Morbius Hits Rotten Tomatoes With A Shockingly One-Sided Score
They all agree.
This article is more than 2 years old
Jared Leto‘s days as the Joker of the DCEU may very well be over, but there’s hope the actor could find a home in Sony’s Spider-Verse. However, if the reviews of Morbius are any indication of the box office success the film should expect, the actor’s time as the eponymous vampire anti-hero will be short-lived. While the long-delayed Morbius won’t be released in theaters until tomorrow, the early reviews are in and they are not good. No one likes Morbius, and no one’s even bothering to be particularly polite about it.
The general consensus is not even remotely flattering, and so far it’s earned the film a horrible 17% rating on Rotten Tomatoes. The critics say Morbius is boring, the protagonist is unlikeable, and Jared Leto’s performance is one of his worst. Many reviewers feel the spinoff is not only uninspired, but a cynical, half-hearted snorer cobbled together purely out of the hopes that the vampire’s association to more lucrative properties like Spider-Man and Venom will yield a hefty payday.
The Irish Times‘ review for Morbius includes perhaps the most merciless review headline of them all — and that is saying something — calling the film “A Spider-Man spin-off written with a crayon and edited with a chainsaw.” Of Leto’s performance, IT’s Donald Clarke writes the actor, “wears less makeup as a vampire here than he did as a human in House of Gucci, but he appears to be taking the silly role absurdly seriously.” Den of Geek‘s David Crow calls Jared Leto’s performance “perfunctory,” speculating the actor might have avoided giving the role the “operatic” charisma it needs because of the responses his Joker movies have received. Crow cleverly riffs on an Incredible Hulk reference in the film: “At one point Morbius warns, I’m getting hungry. You wouldn’t like me when I’m hungry. My good doctor, we don’t like you now!”
As for the story and the pacing, likewise no one is impressed. THN‘s Andrew Gaudion calls it “a muddy puddle of a blockbuster; aimless, dull and lacking in a pulse.” Those kinds of words — dull, perfunctory, sloppy, etc. — are common ones in all the reviews. For Looper, Larry Carroll compares Morbius to earlier reviled comic book adaptations like The Phantom and Jonah Hex, predicting “in ten or 20 years and we’ll all think ‘Oh, that’s right. They made a movie out of that!'”
Of course, the impressions of critics — particularly when it comes to superhero fare, or any action-heavy films — don’t automatically translate into similar responses from ticket-buying moviegoers.

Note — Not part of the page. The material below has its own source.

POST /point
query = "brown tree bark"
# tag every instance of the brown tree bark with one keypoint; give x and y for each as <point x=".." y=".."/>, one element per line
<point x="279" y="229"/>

Reviewers eviscerated 2018’s Venom, last year’s follow-up Venom: Let There Be Carnage, and 2016’s Suicide Squad; but all three movies still put lots of butts in seats and raked in tons of money. Of course, unlike Morbius, those films were based on popular comic book properties. Meanwhile, Morbius‘ protagonist hasn’t enjoyed a single ongoing solo comic book series based on the character that has survived a full year of publication since the mid-90s comics boom, when just about any Marvel Comics character from the C-List, D-List, all the way to the Z-List could get a series green-lit as long as someone was willing to draw the thing.
If you want to find out for yourself, Morbius hits theaters tomorrow, April 1. The film is directed by Daniel Espinosa (Life) and written by Matt Sazama (Power Rangers) and Burk Sharpless (The Last Witch Hunter). Along with Leto, the film stars Matt Smith (Doctor Who), Adria Arjona (Pacific Rim: Uprising), Jared Harris (Chernobyl), Al Madrigal (Night School), and Tyrese Gibson (Furious 7).